Dave ha una quarantina d’anni, una famiglia e un lavoro prestigioso in azienda, sembra riuscire a gestire la sua doppia vita e diventa il mentore di Gabo. Dopo qualche incontro amichevole, però, il rapporto diventa proprio quello che ci si aspetterebbe: quello tra un adescatore e la sua vittima. Attraverso tecniche di manipolazione psicologica, Dave convince Gabo ad avere rapporti sessuali con lui.
Quando l’adescatore viene arrestato per violenza sessuale su un altro minore, la polizia inizia a indagare e Gabo viene interrogato come possibile vittima. Da qui l’inizio della spirale infernale che trascinerà il protagonista sempre più in basso: chiedere aiuto e confessare la sua pedofilia a familiari e amici durante la terapia? Oppure tenerla segreta, vivere una vita di desideri repressi e diventare complice di Dave?
I cani non ammessi in società
No Dogs Allowed vira verso il thriller, con suspense e intrecci di trama. Trova nella seconda parte il suo equilibrio drammatico, in cui le azioni e le motivazioni di tutti vengono messe in discussione, compresi il personale scolastico, i genitori e le autorità. La sceneggiatura di Stephan Kämpf non fornisce risposte facili, ma pone molte domande difficili. I dialoghi non sono artificiosi né retorici, anzi, seguono il naturale flusso degli eventi lasciando spazio ai silenzi, ai gesti, agli sguardi.

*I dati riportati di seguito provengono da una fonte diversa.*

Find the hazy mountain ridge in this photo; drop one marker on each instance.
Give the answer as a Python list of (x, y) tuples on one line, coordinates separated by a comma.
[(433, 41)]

Il tema della pedofilia è uno di quei tabù ancora molto radicati nella società. Quest’opera costringe lo spettatore a guardare tra le pieghe di quello che considera mostruoso, aberrante, e lo fa con schiettezza e lucidità. No Dogs Allowed si spinge lì dove pochissimi hanno avuto il coraggio di andare. Utilizzando il punto di vista di un giovanissimo potenziale predatore (a sua volta abusato) sottolinea il fondamentale aspetto dei disturbi parafilici. Ovvero che, quando parliamo di pedofilia, siamo nel campo delle patologie psichiatriche e non della volontà. Una patologia complessa e dolorosa da gestire anche per questo totale rifiuto della società di farsene carico.
Tra i punti forti del lavoro di Bache c’è senza dubbio anche il cast che regala performance bilanciate e credibili. In particolar modo quella di Carlo Krammling nei panni di Gabo, perno di No Dogs Allowed con la sua straziante sofferenza e solitudine, sospeso tra i sensi di colpa e l’istinto di sopravvivenza.
L’impresa audace di regista e sceneggiatore funziona per buona parte del film, tracciando i contorni del protagonista con empatia e senza giudizio. Riesce probabilmente perché Gabo è ancora un quindicenne che non mette in atto comportamenti abusanti sui minori. Quella stessa audacia, però, li spinge a mostrare sequenze esplicite, forse scadendo in questi casi nella feticizzazione e nella romanticizzazione di alcune situazioni.
Nonostante questi inciampi evitabili, No Dogs Allowed resta un’idea originale e ardita, realizzata con cura. È lo sforzo di portare sullo schermo una storia che sembra impossibile raccontare e che merita di essere vista.